Il avait passé sa jeunesse à dénigrer la vie mais en cinquante-huit années il avait eu le temps de s’habituer à elle. Maintenant elle lui inspirait même une certaine sympathie. Il était attaché à cette gredine comme à une vieille paire de godillots. Il se voyait bien marcher encore cinq ou six décennies les pieds au chaud dans leur cuir boucané. Il traverserait ainsi cahin-caha le début du XXe siècle. Il survolerait Verdun, reconnaissant étendus, morts, agonisants, la gueule arrachée, les enfants des enfants de ses amis d’enfance. Il s’attarderait sur le champ de bataille, enjambant des cadavres, des blessés hurlants.

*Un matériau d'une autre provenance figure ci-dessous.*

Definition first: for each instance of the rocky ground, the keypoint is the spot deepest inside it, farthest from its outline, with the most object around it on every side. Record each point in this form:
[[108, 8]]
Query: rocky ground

Il achèverait l’écriture d’une féerie sur le Chemin des Dames trois jours avant de mourir coupe de champagne en main le 12 décembre 1921 pendant la célébration de son centième anniversaire dans les jardins de la propriété antiboise de sa nièce remariée et à présent deux fois veuve.

– Sa rage d’exister serait assez puissante pour le ressusciter.

C’est à peine si son cœur s’arrêterait de battre un instant pour repartir de plus belle. Le romancier traverserait les années en trottinant derrière son déambulateur aux roues caoutchoutées, visitant New York en voiture décapotée, grimaçant à la gueule du cadavre de Lénine exposé à Moscou dans la Maison des syndicats, trépignant d’indignation contre la médiocrité des poètes nazis perdu dans la foule des SA peu francophones massés sur la place de Brandebourg le jour de la prise de pouvoir d’Adolf Hitler, heurtant de Gaulle le 26 août 1944 lors de sa triomphale descente des Champs-Élysées – Charles traitant Gustave d’énergumène, lui qui préféra toujours Stendhal et Charles Péguy – continuant après guerre à bousculer les années, regardant les tours tomber, les armées massacrer, échouant en pleine épidémie devant le Monoprix de Montparnasse dont je sortais chargé de victuailles et de produits d’entretien et de nous livrer tous deux à une bataille de métaphores, le trottoir se trouvant bientôt tout barbouillé de langage, les passants de glisser sur ce verglas verbeux et nous de patiner gracieusement comme des nymphettes au milieu de l’hécatombe en exécutant des saltos et des boucles piquées.

 

– La mort se moque bien de vos projets.

– En tout cas aujourd’hui je n’aurai pas une minute à lui consacrer.

Il avait hélas un nombre considérable de lettres à écrire avant son départ. Les jeunes auteurs l’inondaient de leurs publications. Il se croyait obligé de lire leurs livres entièrement et d’envoyer à chacun un compte rendu circonstancié de ses impressions toujours accompagné d’encouragements même quand il avait trouvé leur cuisine exécrable.

– Je ne suis pas près de rendre mon dernier souffle.

Si on en remplissait des bouteilles, l’air qui lui restait à respirer d’ici son trépas n’entrerait pas dans la maison.

Jetant ses frusques alentour, Emma se dévêtit tout entière.

– Que fais-tu donc ?

Elle déroula sa chevelure qui la dissimula jusqu’au creux des reins. Elle s’installa en face de lui dans la baignoire.

– Ne comptez pas sur moi pour faire votre éloge funèbre.

Ni pour suivre sa bière jusqu’au cimetière par les chemins escarpés de Croisset et les rues encombrées de Rouen.

– Vous n’êtes ni Homère ni Shakespeare.